A surprising probabilistic game

I recently read about a game with an optimal strategy that I found surprising. I’ll present the game and then the mathematical analysis.

The rules of the game are as follows. You draw a number uniformly randomly between $0$ and $1$. After seeing it, you may either keep it or discard it and redraw once. If you redraw, you must keep the second number. Your opponent will do the same thing. You will not have any information about the numbers your opponent has drawn until the end of the round, when your number is locked in. You will also not know whether your opponent elected to draw again. Likewise, your opponent will have no information about your number and your choices.

What is the optimal strategy? Given that we have no information about the opponent, a natural guess is that we should simply maximize the expected value of our final number.

Feel free to try a few (hundred thousand) rounds of this game below, and then I will go into the mathematical analysis. The computer knows the optimal strategy for this game. If you tell the computer not to play optimally, it will simply redraw if the first number was below $\frac 1 2$ and keep the first number if it is above $\frac 1 2$.

With the slider or the text entry box, you can select a number $r$. Then when the game is played, you will automatically redraw if your first number is below $r$. Otherwise you will keep the first number that you draw.

Probabilistic Game
Press the run sims button to run $10{\small ,}000$ iterations of the game to test out your strategy.

Did you notice anything surprising? The optimal strategy for this game is not simply to redraw whenever the first number is below $\frac 1 2.$ To me, this is quite unintuitive, especially considering that choosing a cutoff of $\frac 1 2$ would be the optimal strategy for a game that is only slightly different. Suppose that instead of simply winning or losing each round, you received a score that is equal to your number minus your opponent’s number.
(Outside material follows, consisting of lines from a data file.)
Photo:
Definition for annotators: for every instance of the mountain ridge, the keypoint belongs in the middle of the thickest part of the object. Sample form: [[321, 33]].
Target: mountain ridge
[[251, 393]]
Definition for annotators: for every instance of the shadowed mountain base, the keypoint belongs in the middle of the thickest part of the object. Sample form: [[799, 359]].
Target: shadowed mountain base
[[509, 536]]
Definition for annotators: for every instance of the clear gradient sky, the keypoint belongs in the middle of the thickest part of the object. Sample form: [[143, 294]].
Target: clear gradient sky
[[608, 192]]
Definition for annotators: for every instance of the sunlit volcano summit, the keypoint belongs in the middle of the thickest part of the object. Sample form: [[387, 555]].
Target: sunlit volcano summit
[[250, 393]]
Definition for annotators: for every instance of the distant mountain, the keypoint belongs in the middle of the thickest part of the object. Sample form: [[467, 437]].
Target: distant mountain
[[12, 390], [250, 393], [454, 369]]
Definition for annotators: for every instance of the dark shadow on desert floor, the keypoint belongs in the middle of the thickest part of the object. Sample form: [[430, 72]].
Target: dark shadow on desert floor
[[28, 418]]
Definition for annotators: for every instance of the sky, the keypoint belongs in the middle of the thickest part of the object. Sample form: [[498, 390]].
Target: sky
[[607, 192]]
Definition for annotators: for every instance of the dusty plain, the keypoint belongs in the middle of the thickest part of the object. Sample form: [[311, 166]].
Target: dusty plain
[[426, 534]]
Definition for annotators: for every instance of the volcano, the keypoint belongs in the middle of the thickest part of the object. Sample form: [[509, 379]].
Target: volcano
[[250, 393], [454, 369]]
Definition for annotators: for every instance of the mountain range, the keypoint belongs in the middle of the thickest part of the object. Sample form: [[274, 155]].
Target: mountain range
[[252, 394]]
This way you would gain or lose points proportionally to how much larger your number is. Then you win if you have the highest score after a large number of these rounds.
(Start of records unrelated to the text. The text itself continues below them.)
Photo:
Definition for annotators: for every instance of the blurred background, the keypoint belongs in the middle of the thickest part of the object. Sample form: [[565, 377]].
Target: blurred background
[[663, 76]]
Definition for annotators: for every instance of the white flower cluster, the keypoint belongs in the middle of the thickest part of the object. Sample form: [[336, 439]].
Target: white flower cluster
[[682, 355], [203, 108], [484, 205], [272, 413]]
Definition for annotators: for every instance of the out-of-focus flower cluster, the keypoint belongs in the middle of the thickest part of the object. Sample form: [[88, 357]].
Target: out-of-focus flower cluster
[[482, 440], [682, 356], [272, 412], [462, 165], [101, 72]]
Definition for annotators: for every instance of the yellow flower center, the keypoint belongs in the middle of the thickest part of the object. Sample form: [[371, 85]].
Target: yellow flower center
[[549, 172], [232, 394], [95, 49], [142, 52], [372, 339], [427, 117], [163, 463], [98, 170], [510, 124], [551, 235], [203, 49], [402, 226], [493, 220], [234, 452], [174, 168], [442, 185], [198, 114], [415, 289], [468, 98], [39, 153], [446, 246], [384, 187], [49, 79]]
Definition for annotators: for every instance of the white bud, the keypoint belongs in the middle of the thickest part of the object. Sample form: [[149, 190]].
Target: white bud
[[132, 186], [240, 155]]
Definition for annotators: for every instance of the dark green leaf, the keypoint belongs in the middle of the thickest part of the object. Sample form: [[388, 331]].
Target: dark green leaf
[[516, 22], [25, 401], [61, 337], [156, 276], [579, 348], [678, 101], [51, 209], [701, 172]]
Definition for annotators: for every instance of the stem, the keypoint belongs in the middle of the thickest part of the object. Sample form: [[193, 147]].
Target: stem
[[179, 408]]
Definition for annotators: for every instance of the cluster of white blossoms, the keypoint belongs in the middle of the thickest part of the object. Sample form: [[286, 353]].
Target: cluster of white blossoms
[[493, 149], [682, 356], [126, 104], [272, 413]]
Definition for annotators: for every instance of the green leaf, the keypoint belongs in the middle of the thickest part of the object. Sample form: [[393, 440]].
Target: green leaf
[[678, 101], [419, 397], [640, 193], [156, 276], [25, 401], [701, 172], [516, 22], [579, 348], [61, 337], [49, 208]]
It is not too hard to prove that in this case the optimal strategy really is just to redraw numbers below $\frac 1 2$; as an exercise for the reader I will claim that one can compute that the expected value of redrawing below a cutoff $r$ comes out to be $$ \frac{1 + r - r^2}{2}. $$ Some quick calculus shows that this is maximized by taking $r = \frac 1 2$.

But the object of our game is not to get the highest number possible on average, but just to maximize our chance of getting any number higher than our opponent. Even when this is pointed out, it may take some reflection to see that these are not quite the same thing.
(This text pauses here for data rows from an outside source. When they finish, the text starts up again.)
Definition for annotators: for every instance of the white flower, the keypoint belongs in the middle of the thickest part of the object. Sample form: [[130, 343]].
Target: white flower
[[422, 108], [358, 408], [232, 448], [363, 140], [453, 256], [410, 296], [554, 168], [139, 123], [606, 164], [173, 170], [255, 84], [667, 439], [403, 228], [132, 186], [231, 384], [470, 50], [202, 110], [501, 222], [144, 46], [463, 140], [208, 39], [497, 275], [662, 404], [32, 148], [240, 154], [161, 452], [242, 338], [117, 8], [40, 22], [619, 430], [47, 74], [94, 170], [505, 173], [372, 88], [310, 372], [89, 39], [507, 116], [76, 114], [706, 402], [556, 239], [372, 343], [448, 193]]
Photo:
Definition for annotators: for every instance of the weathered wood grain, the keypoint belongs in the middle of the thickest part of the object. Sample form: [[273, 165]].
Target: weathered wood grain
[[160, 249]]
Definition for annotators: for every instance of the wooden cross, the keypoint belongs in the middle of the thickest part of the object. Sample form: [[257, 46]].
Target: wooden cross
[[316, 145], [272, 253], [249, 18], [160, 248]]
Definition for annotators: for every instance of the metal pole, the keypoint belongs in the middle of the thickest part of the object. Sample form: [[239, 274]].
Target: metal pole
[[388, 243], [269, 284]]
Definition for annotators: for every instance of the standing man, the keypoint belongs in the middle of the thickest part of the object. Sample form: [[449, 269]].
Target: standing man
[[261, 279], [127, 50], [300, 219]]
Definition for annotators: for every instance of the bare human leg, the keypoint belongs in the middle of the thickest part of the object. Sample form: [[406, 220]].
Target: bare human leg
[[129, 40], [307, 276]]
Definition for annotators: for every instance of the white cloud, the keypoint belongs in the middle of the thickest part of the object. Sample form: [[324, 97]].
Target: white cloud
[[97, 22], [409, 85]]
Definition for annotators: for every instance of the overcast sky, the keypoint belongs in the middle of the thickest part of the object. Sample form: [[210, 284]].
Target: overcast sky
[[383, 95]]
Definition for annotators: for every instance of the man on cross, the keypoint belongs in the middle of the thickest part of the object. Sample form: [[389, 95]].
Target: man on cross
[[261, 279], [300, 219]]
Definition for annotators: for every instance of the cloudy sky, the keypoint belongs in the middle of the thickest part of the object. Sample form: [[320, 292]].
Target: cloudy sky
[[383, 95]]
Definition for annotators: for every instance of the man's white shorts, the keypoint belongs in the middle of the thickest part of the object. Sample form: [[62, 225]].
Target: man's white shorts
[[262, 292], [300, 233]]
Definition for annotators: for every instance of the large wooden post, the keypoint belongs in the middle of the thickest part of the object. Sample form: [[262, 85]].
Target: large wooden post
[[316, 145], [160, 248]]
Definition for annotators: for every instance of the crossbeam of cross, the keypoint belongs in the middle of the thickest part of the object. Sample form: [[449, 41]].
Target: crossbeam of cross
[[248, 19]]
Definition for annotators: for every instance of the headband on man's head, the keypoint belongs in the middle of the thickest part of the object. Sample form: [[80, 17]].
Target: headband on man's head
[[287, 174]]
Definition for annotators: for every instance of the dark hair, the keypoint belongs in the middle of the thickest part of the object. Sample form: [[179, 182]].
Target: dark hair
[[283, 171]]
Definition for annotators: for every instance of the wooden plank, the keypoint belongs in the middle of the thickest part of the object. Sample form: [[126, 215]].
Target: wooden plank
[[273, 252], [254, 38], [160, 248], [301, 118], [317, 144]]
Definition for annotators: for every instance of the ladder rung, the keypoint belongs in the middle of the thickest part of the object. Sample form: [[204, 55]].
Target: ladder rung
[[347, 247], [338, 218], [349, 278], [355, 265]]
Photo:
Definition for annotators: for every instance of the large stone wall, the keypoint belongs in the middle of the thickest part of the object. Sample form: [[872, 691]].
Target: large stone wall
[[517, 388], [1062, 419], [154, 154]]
Let’s compute the optimal threshold and thereby solve this game.

To do this, we need to apply an important concept from game theory, called indifference. This concept applies to complex games like poker, or simple ones like the one above. Let’s consider it in the case of rock-paper-scissors. Say I have chosen some strategy for rock-paper-scissors. If you know something about my strategy, you may know that it will be better for you if you throw rock on the next turn, rather than paper or scissors. Or you may know that it would be better if you threw paper. That is, you may have some information about how I choose between rock, paper, and scissors that allows you to choose a strategy to exploit me. On the other hand, if I have chosen the best possible strategy, you cannot get any advantage by choosing some particular strategy in response. My optimal strategy has made you indifferent. More specifically, the optimal strategy for rock-paper-scissors is to randomly choose one of the three each round with equal probability and no correlation with the previous round. If I adopt this strategy then it doesn’t matter how you choose. There’s a bit more to this concept. For example, in rock-paper-scissors it literally does not matter what you do in response to an optimal strategy. You could choose rock every time, or you could throw rock, then paper, then scissors, then repeat. All strategies have a long-term win rate of $\frac 1 3$ against an optimal strategy. In general this is not the case. It is common for optimal strategies to make one’s opponent indifferent to certain actions, but usually there are certain actions that are strictly worse than the ones to which we are indifferent. For now, let’s return to our original game.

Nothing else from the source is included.